Seven Civilizations lost in the Bronze Age Collapse - timelineoffuture
September 20, 2024

In 1200 BC the great civilizations of the eastern Mediterranean and the middle east underwent a seismic shift. The arrival of a new people from the seas to the west drove them into conflict, and exacerbated an already difficult situation caused by an extended period of drought and heightened volcanic activity.

Over just 50 years almost all of the wealthy, successful palace cities and civilizations of the eastern Mediterranean ceased intercommunication and collapsed in short order.
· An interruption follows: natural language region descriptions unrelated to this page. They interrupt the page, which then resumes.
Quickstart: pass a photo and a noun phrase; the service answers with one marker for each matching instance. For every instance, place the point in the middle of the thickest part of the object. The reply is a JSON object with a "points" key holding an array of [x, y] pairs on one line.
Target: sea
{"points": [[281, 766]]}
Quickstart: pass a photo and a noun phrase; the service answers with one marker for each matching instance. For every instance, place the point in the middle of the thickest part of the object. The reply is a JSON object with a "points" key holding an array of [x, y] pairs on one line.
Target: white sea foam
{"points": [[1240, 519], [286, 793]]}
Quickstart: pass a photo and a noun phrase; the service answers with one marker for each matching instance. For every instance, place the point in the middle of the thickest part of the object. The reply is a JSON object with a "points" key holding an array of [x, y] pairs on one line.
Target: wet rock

A breakdown in communication meant a breakdown in the trade of tin vital for the bronze weaponry these cultures relied on, and absent that they fell apart.
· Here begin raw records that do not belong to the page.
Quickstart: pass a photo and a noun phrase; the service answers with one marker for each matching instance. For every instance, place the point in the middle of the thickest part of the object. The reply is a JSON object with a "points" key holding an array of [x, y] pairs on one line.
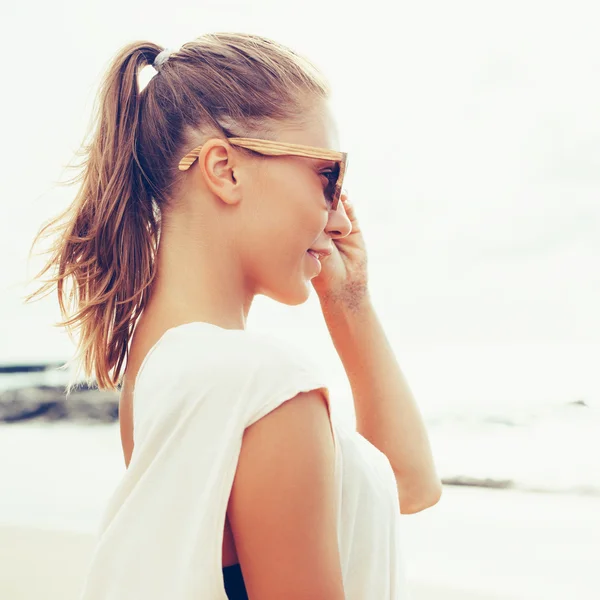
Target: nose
{"points": [[339, 225]]}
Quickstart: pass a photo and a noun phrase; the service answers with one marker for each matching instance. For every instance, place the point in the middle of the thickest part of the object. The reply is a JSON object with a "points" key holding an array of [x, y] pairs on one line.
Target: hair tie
{"points": [[162, 57]]}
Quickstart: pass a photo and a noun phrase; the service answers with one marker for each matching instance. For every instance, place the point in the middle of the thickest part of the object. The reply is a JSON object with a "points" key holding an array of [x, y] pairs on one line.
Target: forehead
{"points": [[319, 129]]}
Here are the ruins of seven of those great civilizations, lost to what became known as the Bronze Age Collapse.

1. Mycenae

The greatest of the Greek civilizations of the Bronze Age, ruled by the legendary king Agammemnon who led the Greek forces to Troy, Mycenae in southern Greece collapsed around 1050 BC. Mycenaean Greek records, written in the proto-Greek known as Linear B, are some of the earliest European records that survive (Andreas Trepte / CC BY-SA 2.5)

2. Thebes

The Greek collapse appears to have started some 200 years before Mycenae fell, with a sudden rash of destruction across the major towns of the continent. Cities such as Thebes in Boeotia with its great fortress of Cadmia were overthrown, burned to the ground and abandoned for reasons which remain unclear (Mirjanamimi / CC BY-SA 4.0)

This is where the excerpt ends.